Kwame Owino, the Institute of Economic Affairs (IEA-Kenya), managing director, said the realisation of the 1 per cent minimum tax will not be possible because it is poorly designed.

“The new tax system is intended to enhance tax fairness, promote equity and also facilitate the raising of additional revenue by targeting a portion of the gross turnover of businesses since the loss-making position does not attract corporation income tax,” he added.

Owino explained that although a good tax system, it minimises the administrative burden on businesses and individuals, especially those who are willing to comply voluntarily, it also requires efficiency on the part of the various tax authorities to ensure that the cost of tax collection, cash and otherwise, does not exceed the likely benefits.
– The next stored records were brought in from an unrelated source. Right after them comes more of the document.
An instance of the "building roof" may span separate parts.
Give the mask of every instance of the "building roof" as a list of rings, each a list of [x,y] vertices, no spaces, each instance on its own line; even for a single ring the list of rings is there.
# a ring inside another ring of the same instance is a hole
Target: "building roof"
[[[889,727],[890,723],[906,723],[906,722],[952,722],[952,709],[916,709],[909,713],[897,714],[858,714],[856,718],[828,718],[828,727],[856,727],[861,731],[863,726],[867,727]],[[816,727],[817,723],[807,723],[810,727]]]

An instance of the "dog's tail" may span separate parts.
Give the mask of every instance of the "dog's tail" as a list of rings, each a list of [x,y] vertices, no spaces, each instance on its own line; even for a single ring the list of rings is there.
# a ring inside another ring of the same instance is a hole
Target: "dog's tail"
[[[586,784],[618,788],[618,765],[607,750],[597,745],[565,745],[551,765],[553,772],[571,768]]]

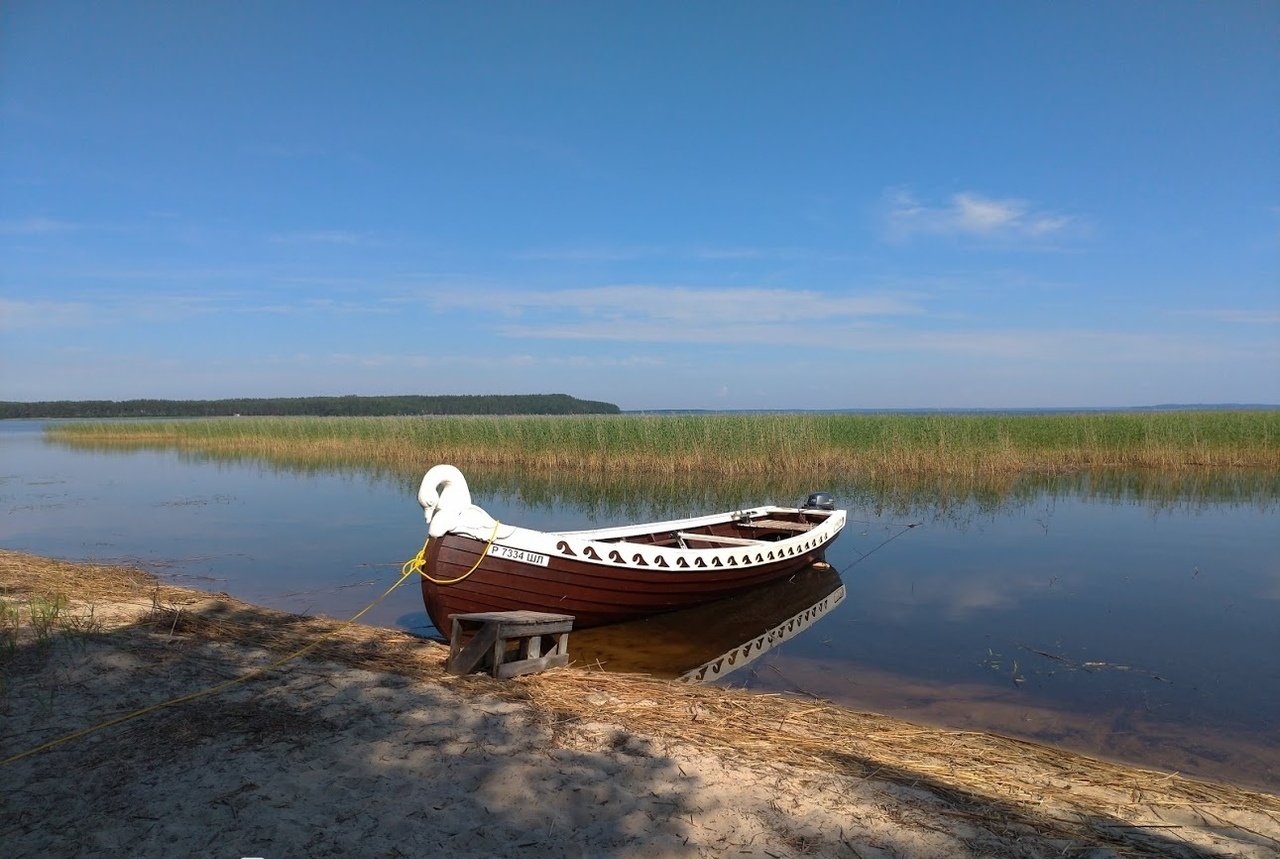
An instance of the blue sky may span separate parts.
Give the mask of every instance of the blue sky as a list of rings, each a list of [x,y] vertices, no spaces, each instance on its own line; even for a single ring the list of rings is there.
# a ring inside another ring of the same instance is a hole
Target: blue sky
[[[1280,4],[0,5],[0,399],[1280,402]]]

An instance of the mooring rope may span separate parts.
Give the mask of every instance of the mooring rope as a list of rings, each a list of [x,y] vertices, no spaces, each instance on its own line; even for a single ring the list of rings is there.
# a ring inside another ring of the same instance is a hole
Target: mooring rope
[[[463,572],[457,579],[436,579],[435,576],[433,576],[426,571],[426,547],[430,545],[431,543],[430,534],[426,535],[426,542],[422,543],[422,548],[417,550],[417,554],[415,554],[412,558],[404,562],[404,566],[401,567],[401,572],[404,574],[406,579],[416,572],[417,575],[422,576],[434,585],[456,585],[467,576],[470,576],[472,572],[479,570],[480,562],[484,561],[486,557],[489,557],[489,549],[493,548],[493,542],[498,539],[498,525],[499,522],[494,521],[493,531],[489,534],[489,542],[485,543],[484,549],[480,550],[480,557],[476,558],[476,562],[471,565],[470,570]],[[401,579],[401,581],[404,581],[404,579]]]
[[[854,558],[852,561],[850,561],[847,565],[845,565],[845,567],[840,571],[838,575],[841,575],[841,576],[845,575],[851,568],[854,568],[855,566],[858,566],[859,563],[861,563],[863,561],[865,561],[870,556],[876,554],[877,552],[879,552],[881,549],[883,549],[886,545],[888,545],[890,543],[892,543],[897,538],[900,538],[904,534],[906,534],[908,531],[910,531],[913,527],[919,527],[920,525],[923,525],[923,522],[911,522],[909,525],[904,525],[901,531],[899,531],[893,536],[888,538],[887,540],[884,540],[883,543],[881,543],[879,545],[877,545],[874,549],[872,549],[869,552],[861,553],[860,556],[858,556],[856,558]],[[854,549],[854,552],[856,552],[856,550],[858,549]]]

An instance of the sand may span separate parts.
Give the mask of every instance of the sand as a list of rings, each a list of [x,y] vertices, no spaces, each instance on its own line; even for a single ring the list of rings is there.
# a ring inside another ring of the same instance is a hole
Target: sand
[[[31,600],[58,593],[45,634]],[[1271,794],[993,735],[575,667],[452,677],[396,630],[3,550],[0,600],[0,759],[321,641],[0,764],[5,856],[1280,855]]]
Speaking yesterday during a post-2020/21 budget forum, Owino said the tax rules require consultation on policy and administration which must be kept under review regularly to adapt them to the constantly changing business environment.

Programme Officer at IEA Raphael Muya, said the new tax system is intended to enhance tax fairness, promote equity and also facilitate the raising of additional revenue by targeting a portion of gross turnover of businesses since the loss-making position do not attract corporation income tax.

According to Muya the projected revenue of Sh1.8 trillion by the National Treasury for the 2020/21 may not be realised mainly due to the poor state of the economy.

“The government would have reduced its spending as well as increases its revenue collection in order to meet its budget for the year,” he said.

Service tax

Muya said although the proposed digital service tax of 1.5 per cent of the gross transaction value is welcome it shall be payable by persons who derive income from provision of services through the digital market place.

Muya said Kenya Revenue Authority (KRA) needs a policy on how the money would be collected and who would be responsible for its collection otherwise it wouldn’t generate much. 

He said although many companies such as Kenya Airways, Mumias and Uchumi have continued to declare losses every year, the Act will ensure that everyone is roped and told to pay to declare posting losses.

John Mutua,  Programmes Coordinator said the digital service tax will occasion an expansion of the tax base and facilitate the enhancement of revenue yield but a good policy about it needs to be in place. 

“This is because businesses will pay the higher of either minimum tax or instalment tax,” he added.  He said it will help to generate revenue for the government. 

This tax targets non-resident without a permanent establishment in Kenya. 

This is because for both resident and non-resident persons with a permanent establishment in Kenya, this tax shall be offset from the tax payable for the year of income.